Cette fois, c’est décidé. France Télécom veut tenter le duel contre Swisscom. Sa filiale Orange Communications (Suisse) SA, domiciliée à Renens, compte en effet absorber Sunrise Communications AG. Elle se trouvera dès lors directement confrontée à l’opérateur historique suisse. Ce projet suscite interrogations et inquiétudes.
TRANSACTION
Hier, Orange Suisse et Sunrise ont annoncé leur intention de «fusionner». La filiale du leader hexagonal se portant acquéreur des trois quarts du capital de la future société. France Télécom paiera un montant net de 1,5 milliard d’euros (environ 2,25 milliards de francs) au propriétaire de son partenaire, la maison danoise TDC A/S. Lorsque cette transaction sera complètement réalisée, France Télécom intégrera complètement la nouvelle entité.
NOUVEL OPÉRATEUR
Le futur opérateur, dont la raison sociale n’est pas encore fixée, comptera 4,05 millions de clients. Ses parts de marché atteindront 38% dans la téléphonie mobile (le solde se trouvera entre les mains de Swisscom), 18% dans la téléphonie fixe et 13% dans la fibre optique. Les chiffres d’affaires additionnés des deux sociétés auraient atteint 3,1 milliards de francs suisses l’an dernier, contre 9,5 milliards pour Swisscom en Suisse.
TARIFS
Une fois les forces d’Orange et de Sunrise regroupées, leurs clients pourront-ils espérer des baisses de tarifs? Pas vraiment. A propos de l’offre, Thomas Sieber, PDG de la future entreprise – et actuellement celui d’Orange Suisse – n’évoque qu’un élargissement de la palette de services et une meilleure couverture du territoire. Cet objectif devrait favoriser un accroissement des parts de marché et des ventes. L’augmentation des recettes et les baisses de coûts provenant de synergies (évaluées à 3,2 milliards de francs) permettront avant tout de financer les investissements liés à la quatrième génération de la téléphonie mobile. Ils s’élèveront à des centaines de millions de francs, voire plusieurs milliards.
EMPLOIS
Les collaborateurs d’Orange et de Sunrise – 1200 et 1500 personnes – ne doivent-ils pas s’attendre à des coupes dans le personnel? «L’optimisation des effectifs s’avérera inévitable, avertit Thomas Sieber. Mais elle s’effectuera de façon loyale et transparente.» La future société ne reprendra pas forcément comme siège celui d’Orange à Renens. La société précise qu’un nombre important de collaborateurs restera néanmoins employé en Suisse romande. «Avant d’être plus informé, des réductions d’effectifs me paraissent notamment envisageables dans les centres d’appels. Des coupes dans le personnel administratif ne semblent pas à exclure non plus et même, à moyen terme, dans la maintenance», estime Daniel Pellet, analyste financier de la Banque Bordier & Cie, spécialisé dans les valeurs technologiques, télécoms et médias.
CONCURRENCE
Y aura-t-il vraiment plus de concurrence avec deux opérateurs qu’avec trois? «En France, nous avons assisté à des ententes sur les prix entre trois opérateurs. Le risque est donc incontestable», évalue Daniel Pellet. Manager chez TDC A/S et ex-CEO de Swisscom, Jens Alder affirme cependant que la concurrence ne dépend pas du nombre de rivaux mais de la réalité de ses mécanismes. Dans ce contexte, la Commission de la concurrence (Comco) approuvera-t-elle cette situation de duopole absolument unique sur un marché de télécoms développé? «Je ne doute pas que la Comco donne son aval à la transaction. Il s’agit de deux opérateurs privés, rappelle Daniel Pellet. Le régulateur risque toutefois d’assortir sa décision de diverses conditions.»

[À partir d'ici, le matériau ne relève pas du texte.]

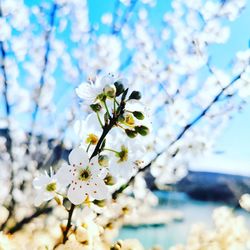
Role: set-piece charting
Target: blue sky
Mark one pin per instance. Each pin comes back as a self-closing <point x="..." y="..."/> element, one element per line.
<point x="234" y="142"/>
<point x="235" y="139"/>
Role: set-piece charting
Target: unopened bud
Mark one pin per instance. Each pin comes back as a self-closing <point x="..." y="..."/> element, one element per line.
<point x="135" y="95"/>
<point x="103" y="160"/>
<point x="109" y="180"/>
<point x="131" y="133"/>
<point x="100" y="203"/>
<point x="119" y="88"/>
<point x="138" y="115"/>
<point x="96" y="107"/>
<point x="110" y="91"/>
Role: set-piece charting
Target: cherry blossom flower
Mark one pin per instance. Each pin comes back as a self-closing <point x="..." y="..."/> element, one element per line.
<point x="47" y="187"/>
<point x="84" y="176"/>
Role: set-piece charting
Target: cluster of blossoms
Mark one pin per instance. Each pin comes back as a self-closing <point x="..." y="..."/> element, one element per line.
<point x="168" y="64"/>
<point x="107" y="152"/>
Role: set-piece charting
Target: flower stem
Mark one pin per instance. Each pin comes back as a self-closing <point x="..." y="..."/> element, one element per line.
<point x="99" y="119"/>
<point x="65" y="233"/>
<point x="106" y="107"/>
<point x="87" y="150"/>
<point x="111" y="150"/>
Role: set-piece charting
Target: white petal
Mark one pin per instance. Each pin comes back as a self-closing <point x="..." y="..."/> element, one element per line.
<point x="78" y="157"/>
<point x="77" y="194"/>
<point x="95" y="168"/>
<point x="38" y="200"/>
<point x="64" y="175"/>
<point x="41" y="181"/>
<point x="41" y="197"/>
<point x="98" y="189"/>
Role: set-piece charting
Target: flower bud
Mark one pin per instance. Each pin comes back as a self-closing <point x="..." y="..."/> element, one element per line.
<point x="135" y="95"/>
<point x="58" y="200"/>
<point x="66" y="203"/>
<point x="138" y="115"/>
<point x="131" y="133"/>
<point x="119" y="88"/>
<point x="142" y="130"/>
<point x="92" y="139"/>
<point x="82" y="235"/>
<point x="103" y="160"/>
<point x="100" y="203"/>
<point x="110" y="91"/>
<point x="109" y="180"/>
<point x="96" y="107"/>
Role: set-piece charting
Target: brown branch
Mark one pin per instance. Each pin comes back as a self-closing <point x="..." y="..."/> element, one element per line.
<point x="181" y="134"/>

Des employés inquiets chez Sunrise, plus sereins au siège suisse d’Orange de Renens
«Excusez-moi, avec cette fusion, vous allez avoir des offres sur les iPhones?» demande une cliente à une vendeuse Sunrise. Celle-ci s’excuse: elle n’en sait rien. «Je suis fâchée, maugrée-t-elle une fois la cliente repartie. On ne nous a rien dit, on a juste reçu un e-mail. Des clients nous posent des questions et on ne sait pas quoi leur répondre.» Autre shop Sunrise, même inquiétude. «C’est un peu la douche froide», lâche une employée. «On espère que la politique salariale ne sera pas celle d’Orange, lâche un collègue. Au pire, je retournerai à mon ancien job, dans la mécanique.»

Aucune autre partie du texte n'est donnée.